A brief nap can be refreshing and restorative, especially if you are sleep deprived, but longer naps late in the day can negatively impact your sleep quality and duration. A primary key to taking a successful nap comes down to timing. For most people, the ideal nap lasts 10 to 20 minutes. Studies have also shown the best time to take a nap is in the early to mid-afternoon, when most people experience a natural decline in energy and alertness.
Homeostatic sleep pressure, also known as your sleep drive, is a reason why you feel energized after waking up and gradually become more tired as the day progresses. Aside from considering your natural circadian rhythm and sleep drive, timing your naps correctly also requires an understanding of sleep architecture and different components of your sleep cycle.
The sleep cycle of a healthy adult is divided into four distinct stages. The first two stages consist of light, non-rapid eye movement (NREM) sleep, during which your heart rate, breathing rate, body temperature, and brain activity will all gradually decrease. Since these are light NREM stages, you can be aroused from sleep somewhat easily.
The third stage of the cycle is composed of deep NREM sleep or slow-wave sleep. Your brain activity levels, heart and breathing rates, and body temperature will all reach their lowest points of the sleep cycle. Waking people up during this stage is fairly difficult compared to the first two NREM stages. Arousal from slow-wave sleep is often accompanied by feelings of grogginess and confusion.
The final stage, rapid eye movement (REM) sleep, is characterized by a spike in brain activity and erratic eye movements. Your heartbeat and breathing rate will increase toward their normal waking levels, and dreams are more likely to occur during this stage. During your first sleep cycle of a given night, REM sleep typically begins about 90 minutes after you nod off. Initial sleep cycles contain more slow-wave sleep, whereas cycles in the latter part of the night include more REM sleep.
If you nap in the morning, the sleep consists primarily of light NREM (and possibly REM) sleep. In contrast, napping later in the evening, as your sleep drive increases, will comprise more deep sleep. This, in turn, may disrupt your ability to fall asleep at night. Therefore, napping late in the day is discouraged.
Based on findings from various studies, around 10 minutes is considered the best nap duration. This length of time allows you to catch a quick rest without entering slow-wave sleep and feeling excessively groggy after waking.
One particular study evaluated subjects after they took five-, 10-, 20-, and 30-minute naps. Subjects who slept for 10 minutes reported the most improvements.

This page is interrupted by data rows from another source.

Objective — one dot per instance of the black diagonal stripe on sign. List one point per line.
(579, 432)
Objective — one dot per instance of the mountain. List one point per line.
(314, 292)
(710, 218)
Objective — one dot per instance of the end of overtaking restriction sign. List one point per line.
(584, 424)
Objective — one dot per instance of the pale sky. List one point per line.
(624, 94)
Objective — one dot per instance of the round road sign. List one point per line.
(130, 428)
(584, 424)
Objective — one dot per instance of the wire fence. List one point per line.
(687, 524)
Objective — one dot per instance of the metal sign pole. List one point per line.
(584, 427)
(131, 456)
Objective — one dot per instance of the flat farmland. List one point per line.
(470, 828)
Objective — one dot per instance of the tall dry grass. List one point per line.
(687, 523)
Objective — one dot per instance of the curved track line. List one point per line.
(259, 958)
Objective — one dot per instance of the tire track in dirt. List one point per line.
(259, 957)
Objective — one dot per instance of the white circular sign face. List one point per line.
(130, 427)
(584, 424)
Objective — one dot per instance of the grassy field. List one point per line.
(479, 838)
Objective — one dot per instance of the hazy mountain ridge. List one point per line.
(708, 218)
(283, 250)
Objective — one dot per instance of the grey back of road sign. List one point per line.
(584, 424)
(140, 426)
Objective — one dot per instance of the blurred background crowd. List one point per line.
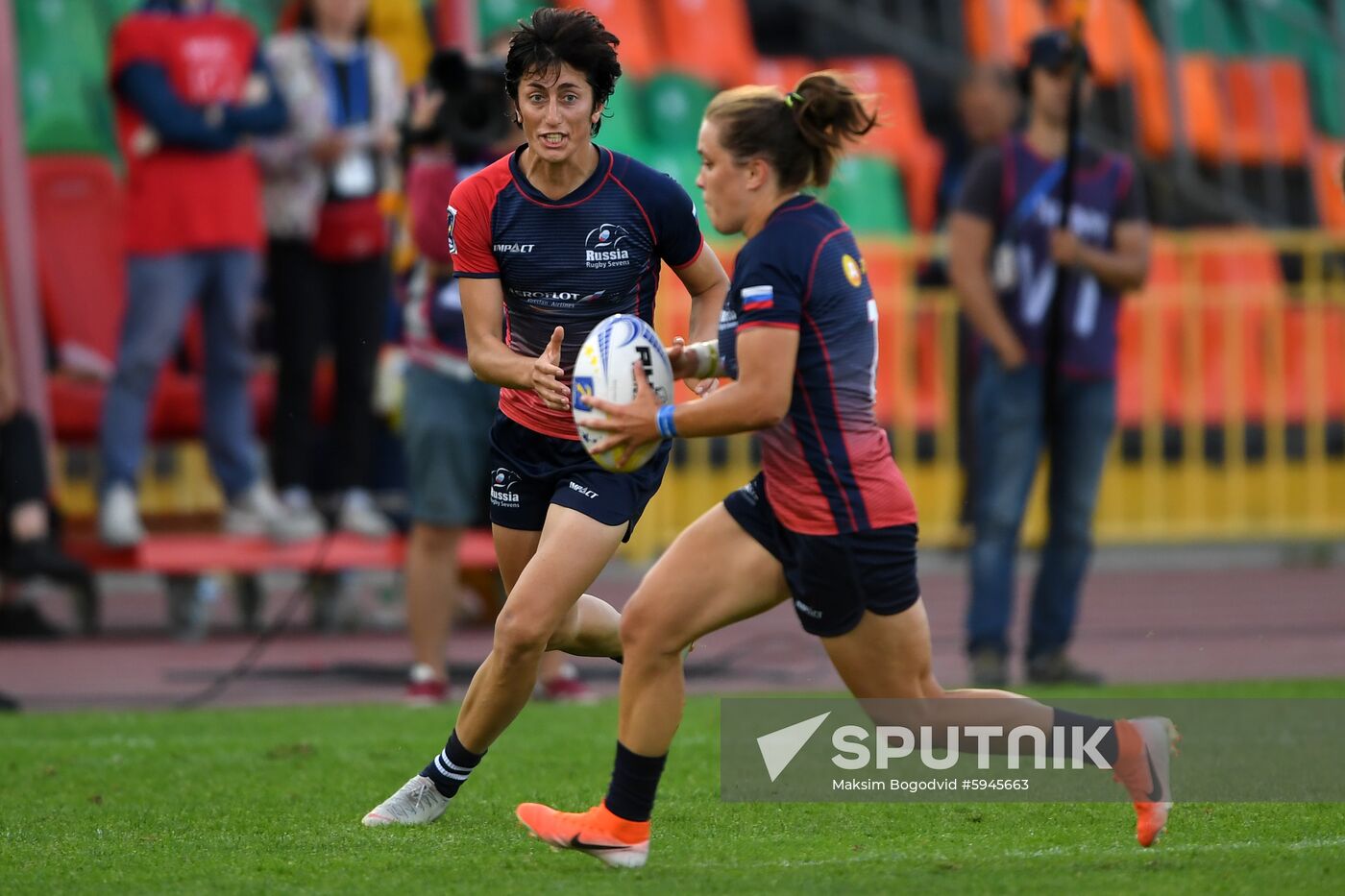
(229, 307)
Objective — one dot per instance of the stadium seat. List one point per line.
(867, 193)
(264, 15)
(679, 161)
(77, 206)
(912, 389)
(78, 238)
(623, 118)
(1327, 159)
(674, 104)
(1243, 284)
(1284, 27)
(1197, 26)
(62, 70)
(783, 71)
(710, 39)
(400, 26)
(901, 134)
(634, 24)
(999, 30)
(1314, 375)
(1328, 84)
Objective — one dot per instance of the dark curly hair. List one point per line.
(564, 36)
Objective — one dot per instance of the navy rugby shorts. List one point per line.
(531, 472)
(833, 579)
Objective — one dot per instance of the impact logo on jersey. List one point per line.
(851, 271)
(605, 369)
(602, 247)
(757, 298)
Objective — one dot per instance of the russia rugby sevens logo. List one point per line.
(602, 247)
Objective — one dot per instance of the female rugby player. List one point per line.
(560, 234)
(829, 522)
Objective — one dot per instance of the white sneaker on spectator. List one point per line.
(299, 505)
(359, 516)
(118, 517)
(258, 512)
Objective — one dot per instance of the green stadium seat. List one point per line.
(1201, 26)
(682, 164)
(1284, 27)
(261, 13)
(867, 193)
(494, 16)
(672, 107)
(623, 125)
(1327, 86)
(62, 71)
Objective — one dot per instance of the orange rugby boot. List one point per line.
(1142, 765)
(612, 839)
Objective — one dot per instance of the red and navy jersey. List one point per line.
(827, 465)
(569, 261)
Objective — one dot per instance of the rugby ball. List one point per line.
(605, 368)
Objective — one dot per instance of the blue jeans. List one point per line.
(1009, 442)
(160, 292)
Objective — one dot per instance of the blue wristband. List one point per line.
(666, 426)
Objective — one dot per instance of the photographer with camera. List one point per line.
(327, 260)
(459, 123)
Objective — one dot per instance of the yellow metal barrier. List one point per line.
(1231, 399)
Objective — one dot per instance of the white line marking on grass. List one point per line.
(1052, 852)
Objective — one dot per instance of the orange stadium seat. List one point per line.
(901, 136)
(1246, 93)
(634, 24)
(999, 30)
(1201, 107)
(710, 39)
(1136, 57)
(1291, 110)
(1300, 381)
(1161, 296)
(1327, 159)
(1244, 281)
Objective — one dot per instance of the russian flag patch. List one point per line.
(757, 298)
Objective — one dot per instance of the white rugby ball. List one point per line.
(605, 368)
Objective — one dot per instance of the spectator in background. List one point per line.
(327, 258)
(447, 412)
(1008, 217)
(190, 86)
(988, 105)
(29, 540)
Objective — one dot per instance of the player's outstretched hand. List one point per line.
(685, 365)
(547, 375)
(628, 425)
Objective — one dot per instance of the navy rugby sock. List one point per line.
(452, 765)
(635, 779)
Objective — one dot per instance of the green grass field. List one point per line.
(271, 799)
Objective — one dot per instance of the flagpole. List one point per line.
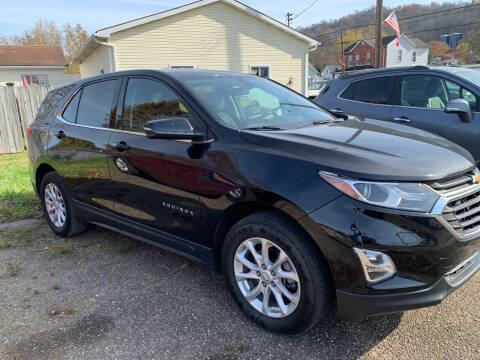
(378, 33)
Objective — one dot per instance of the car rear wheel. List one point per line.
(275, 274)
(57, 207)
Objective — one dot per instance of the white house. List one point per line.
(328, 70)
(206, 34)
(29, 65)
(410, 52)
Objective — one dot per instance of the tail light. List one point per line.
(29, 132)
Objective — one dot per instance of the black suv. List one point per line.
(442, 100)
(298, 207)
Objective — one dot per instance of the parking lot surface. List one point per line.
(105, 296)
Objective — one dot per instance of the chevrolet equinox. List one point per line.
(301, 210)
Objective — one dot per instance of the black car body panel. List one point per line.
(185, 196)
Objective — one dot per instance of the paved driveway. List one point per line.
(104, 296)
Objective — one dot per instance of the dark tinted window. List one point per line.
(348, 93)
(70, 112)
(373, 91)
(96, 104)
(432, 92)
(147, 100)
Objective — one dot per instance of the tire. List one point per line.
(312, 294)
(71, 225)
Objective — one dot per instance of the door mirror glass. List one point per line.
(460, 107)
(173, 128)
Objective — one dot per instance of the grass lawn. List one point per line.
(17, 198)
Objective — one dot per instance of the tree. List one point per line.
(44, 32)
(472, 37)
(75, 37)
(438, 48)
(463, 50)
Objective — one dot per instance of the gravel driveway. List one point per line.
(102, 296)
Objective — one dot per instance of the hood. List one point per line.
(371, 149)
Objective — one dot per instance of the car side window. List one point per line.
(95, 107)
(372, 91)
(471, 98)
(432, 92)
(70, 112)
(424, 91)
(146, 100)
(348, 92)
(456, 91)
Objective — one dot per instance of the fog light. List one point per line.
(376, 265)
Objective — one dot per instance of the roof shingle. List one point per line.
(31, 55)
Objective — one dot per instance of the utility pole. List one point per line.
(289, 18)
(378, 34)
(341, 45)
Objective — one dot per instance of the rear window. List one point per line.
(70, 113)
(96, 104)
(373, 91)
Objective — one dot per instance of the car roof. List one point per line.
(178, 74)
(384, 71)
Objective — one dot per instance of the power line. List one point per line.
(421, 31)
(307, 8)
(405, 18)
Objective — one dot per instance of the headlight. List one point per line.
(376, 265)
(403, 196)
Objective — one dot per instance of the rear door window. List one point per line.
(147, 100)
(432, 92)
(372, 91)
(96, 104)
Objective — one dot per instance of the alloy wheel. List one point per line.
(55, 205)
(267, 277)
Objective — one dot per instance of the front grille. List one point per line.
(455, 184)
(462, 209)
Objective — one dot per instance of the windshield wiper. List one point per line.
(300, 105)
(255, 128)
(316, 122)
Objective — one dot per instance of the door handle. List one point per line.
(402, 119)
(122, 146)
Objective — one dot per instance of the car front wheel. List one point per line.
(57, 207)
(275, 274)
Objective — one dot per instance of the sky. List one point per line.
(18, 15)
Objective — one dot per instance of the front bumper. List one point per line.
(357, 306)
(424, 251)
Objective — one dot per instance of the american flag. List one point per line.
(392, 21)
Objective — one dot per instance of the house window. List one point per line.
(34, 79)
(181, 66)
(260, 70)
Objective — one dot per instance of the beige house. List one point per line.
(33, 65)
(207, 34)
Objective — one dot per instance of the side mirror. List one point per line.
(461, 107)
(173, 128)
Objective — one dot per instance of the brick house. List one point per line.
(360, 53)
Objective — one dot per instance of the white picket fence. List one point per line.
(18, 108)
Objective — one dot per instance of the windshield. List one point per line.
(245, 102)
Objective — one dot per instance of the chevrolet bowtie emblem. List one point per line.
(476, 178)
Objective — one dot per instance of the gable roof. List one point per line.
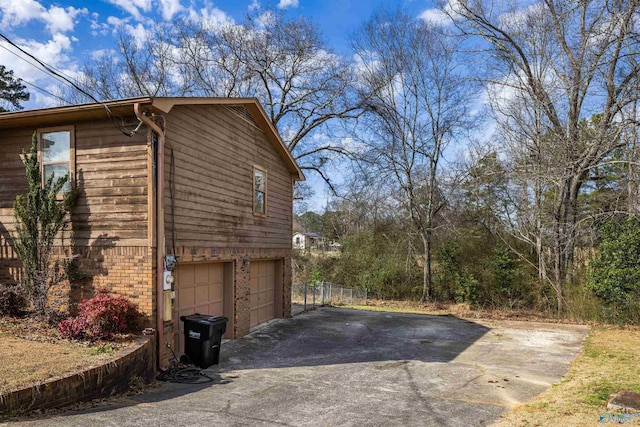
(54, 115)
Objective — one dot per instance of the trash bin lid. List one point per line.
(204, 319)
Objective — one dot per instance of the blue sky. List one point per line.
(65, 34)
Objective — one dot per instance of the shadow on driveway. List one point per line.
(347, 367)
(334, 336)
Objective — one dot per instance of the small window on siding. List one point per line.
(259, 191)
(56, 150)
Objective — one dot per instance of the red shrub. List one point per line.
(73, 327)
(100, 317)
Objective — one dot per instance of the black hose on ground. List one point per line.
(183, 372)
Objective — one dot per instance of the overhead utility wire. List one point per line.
(67, 80)
(35, 65)
(50, 69)
(45, 91)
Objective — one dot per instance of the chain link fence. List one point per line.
(325, 293)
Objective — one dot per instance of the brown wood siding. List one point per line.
(111, 174)
(214, 151)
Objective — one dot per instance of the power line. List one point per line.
(45, 91)
(50, 69)
(63, 78)
(32, 64)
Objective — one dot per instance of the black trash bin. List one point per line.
(202, 338)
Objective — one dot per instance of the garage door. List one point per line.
(263, 280)
(199, 289)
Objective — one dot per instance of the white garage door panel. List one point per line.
(263, 282)
(199, 289)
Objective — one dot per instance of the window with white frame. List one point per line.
(56, 149)
(259, 191)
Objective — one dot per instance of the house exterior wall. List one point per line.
(107, 234)
(210, 154)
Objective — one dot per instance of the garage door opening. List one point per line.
(266, 291)
(204, 288)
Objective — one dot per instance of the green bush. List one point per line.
(614, 274)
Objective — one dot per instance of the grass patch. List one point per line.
(31, 353)
(607, 364)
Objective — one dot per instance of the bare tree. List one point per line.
(589, 59)
(303, 86)
(420, 105)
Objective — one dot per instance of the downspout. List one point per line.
(159, 226)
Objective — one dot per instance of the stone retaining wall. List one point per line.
(114, 377)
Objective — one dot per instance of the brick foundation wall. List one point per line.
(137, 361)
(125, 270)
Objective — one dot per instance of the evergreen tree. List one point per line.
(40, 216)
(12, 91)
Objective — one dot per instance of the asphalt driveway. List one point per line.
(340, 367)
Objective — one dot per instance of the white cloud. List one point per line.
(61, 20)
(435, 16)
(139, 34)
(19, 12)
(254, 6)
(287, 3)
(133, 6)
(56, 18)
(97, 27)
(210, 17)
(53, 52)
(116, 22)
(170, 8)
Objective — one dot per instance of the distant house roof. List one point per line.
(53, 116)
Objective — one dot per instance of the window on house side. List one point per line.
(259, 191)
(56, 148)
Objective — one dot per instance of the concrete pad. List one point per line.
(343, 367)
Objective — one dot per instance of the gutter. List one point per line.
(159, 225)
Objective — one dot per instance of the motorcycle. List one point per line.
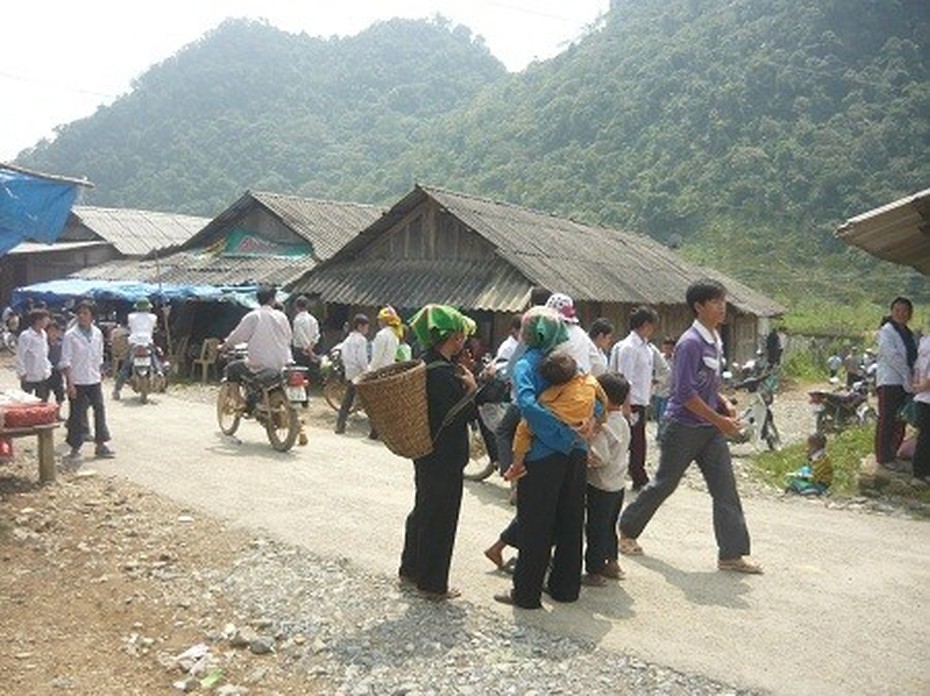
(836, 410)
(144, 378)
(271, 397)
(756, 415)
(334, 381)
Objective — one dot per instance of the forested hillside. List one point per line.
(742, 131)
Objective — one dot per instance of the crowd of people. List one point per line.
(572, 429)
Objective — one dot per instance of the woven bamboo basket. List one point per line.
(394, 398)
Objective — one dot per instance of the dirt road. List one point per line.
(844, 604)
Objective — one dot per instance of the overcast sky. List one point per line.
(64, 59)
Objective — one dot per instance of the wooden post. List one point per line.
(46, 455)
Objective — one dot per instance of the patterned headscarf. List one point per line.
(543, 328)
(391, 318)
(435, 323)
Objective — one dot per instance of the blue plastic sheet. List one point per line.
(32, 207)
(58, 293)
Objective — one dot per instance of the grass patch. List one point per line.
(845, 449)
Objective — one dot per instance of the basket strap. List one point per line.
(456, 409)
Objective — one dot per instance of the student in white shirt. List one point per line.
(81, 358)
(141, 325)
(355, 362)
(32, 364)
(633, 357)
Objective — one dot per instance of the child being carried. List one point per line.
(571, 398)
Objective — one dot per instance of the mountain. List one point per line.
(741, 132)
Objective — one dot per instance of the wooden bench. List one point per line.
(45, 435)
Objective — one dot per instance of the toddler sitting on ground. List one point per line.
(815, 477)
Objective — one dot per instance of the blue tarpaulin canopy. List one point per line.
(33, 206)
(57, 293)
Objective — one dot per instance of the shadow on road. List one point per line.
(706, 588)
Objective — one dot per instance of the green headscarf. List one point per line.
(543, 328)
(435, 323)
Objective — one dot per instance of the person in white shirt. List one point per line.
(385, 344)
(633, 357)
(81, 358)
(386, 341)
(32, 364)
(354, 350)
(267, 335)
(141, 326)
(306, 332)
(588, 357)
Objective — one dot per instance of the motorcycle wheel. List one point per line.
(772, 438)
(281, 424)
(227, 409)
(334, 390)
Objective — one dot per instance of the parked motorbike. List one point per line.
(271, 397)
(836, 410)
(758, 422)
(144, 378)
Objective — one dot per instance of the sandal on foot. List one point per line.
(451, 593)
(629, 547)
(495, 557)
(613, 570)
(739, 565)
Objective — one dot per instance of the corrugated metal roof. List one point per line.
(326, 225)
(495, 285)
(898, 232)
(40, 248)
(195, 268)
(588, 263)
(139, 232)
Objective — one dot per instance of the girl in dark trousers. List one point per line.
(431, 526)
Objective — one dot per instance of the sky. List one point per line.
(64, 59)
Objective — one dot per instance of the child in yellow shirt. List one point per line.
(571, 398)
(815, 477)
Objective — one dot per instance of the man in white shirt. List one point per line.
(633, 357)
(385, 344)
(81, 358)
(354, 350)
(141, 325)
(32, 364)
(306, 332)
(267, 335)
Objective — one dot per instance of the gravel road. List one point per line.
(842, 606)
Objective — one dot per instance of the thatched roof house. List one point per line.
(487, 256)
(261, 238)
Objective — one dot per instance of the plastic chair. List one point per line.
(209, 352)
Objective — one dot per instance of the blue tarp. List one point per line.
(57, 293)
(32, 207)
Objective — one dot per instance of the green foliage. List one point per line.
(744, 132)
(845, 449)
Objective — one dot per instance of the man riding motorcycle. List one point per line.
(141, 325)
(266, 332)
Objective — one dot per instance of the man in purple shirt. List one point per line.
(699, 419)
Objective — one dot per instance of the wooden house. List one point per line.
(93, 237)
(487, 257)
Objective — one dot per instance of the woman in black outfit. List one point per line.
(431, 525)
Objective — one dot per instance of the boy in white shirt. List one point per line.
(81, 358)
(608, 461)
(32, 364)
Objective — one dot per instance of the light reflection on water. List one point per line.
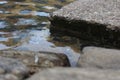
(27, 28)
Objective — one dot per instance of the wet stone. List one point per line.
(25, 12)
(93, 21)
(23, 21)
(36, 59)
(9, 65)
(76, 74)
(101, 58)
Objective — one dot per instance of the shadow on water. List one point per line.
(24, 25)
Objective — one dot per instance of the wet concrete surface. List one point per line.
(24, 25)
(95, 22)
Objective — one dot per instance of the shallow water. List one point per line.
(24, 25)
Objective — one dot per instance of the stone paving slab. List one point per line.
(96, 21)
(76, 74)
(102, 58)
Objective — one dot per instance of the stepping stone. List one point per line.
(76, 74)
(94, 21)
(102, 58)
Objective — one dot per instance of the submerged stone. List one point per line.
(95, 21)
(76, 74)
(102, 58)
(37, 59)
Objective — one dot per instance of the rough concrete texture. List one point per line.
(95, 11)
(96, 21)
(102, 58)
(76, 74)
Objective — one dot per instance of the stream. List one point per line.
(24, 25)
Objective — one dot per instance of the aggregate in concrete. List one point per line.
(94, 21)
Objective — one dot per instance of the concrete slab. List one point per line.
(96, 21)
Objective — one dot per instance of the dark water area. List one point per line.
(24, 25)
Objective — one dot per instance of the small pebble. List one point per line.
(2, 71)
(11, 77)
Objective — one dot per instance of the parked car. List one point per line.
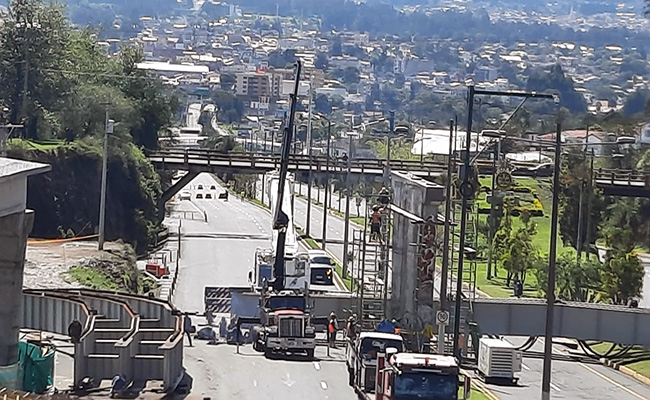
(544, 170)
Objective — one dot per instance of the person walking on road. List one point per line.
(188, 329)
(332, 327)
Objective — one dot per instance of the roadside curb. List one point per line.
(626, 370)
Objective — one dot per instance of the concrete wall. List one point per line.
(14, 229)
(421, 198)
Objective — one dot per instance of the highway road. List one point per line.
(220, 252)
(571, 379)
(579, 379)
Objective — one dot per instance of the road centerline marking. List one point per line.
(613, 382)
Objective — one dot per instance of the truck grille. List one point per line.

They did not feel groggy or fatigued upon waking, and their overall cognitive performance after waking was strong. Moreover, they felt benefits from their nap for up to 155 minutes after waking. Those who slept for 20 to 30 minutes noted the same positive benefits from napping as those described above, but only after a 30 to 35 minute period of impaired alertness and performance. The five-minute nap did not produce many benefits for sleepers compared to those in the control group, who did not nap at all.
The time of day is also important for napping. Most sleep experts recommend napping no later than 2 pm. As discussed above, napping prior to the mid-afternoon results in a combination of light and REM sleep, whereas napping after 2 pm results in more slow-wave sleep. This may affect your ability to fall asleep at a reasonable time later that night, potentially disrupting your nocturnal sleep cycle.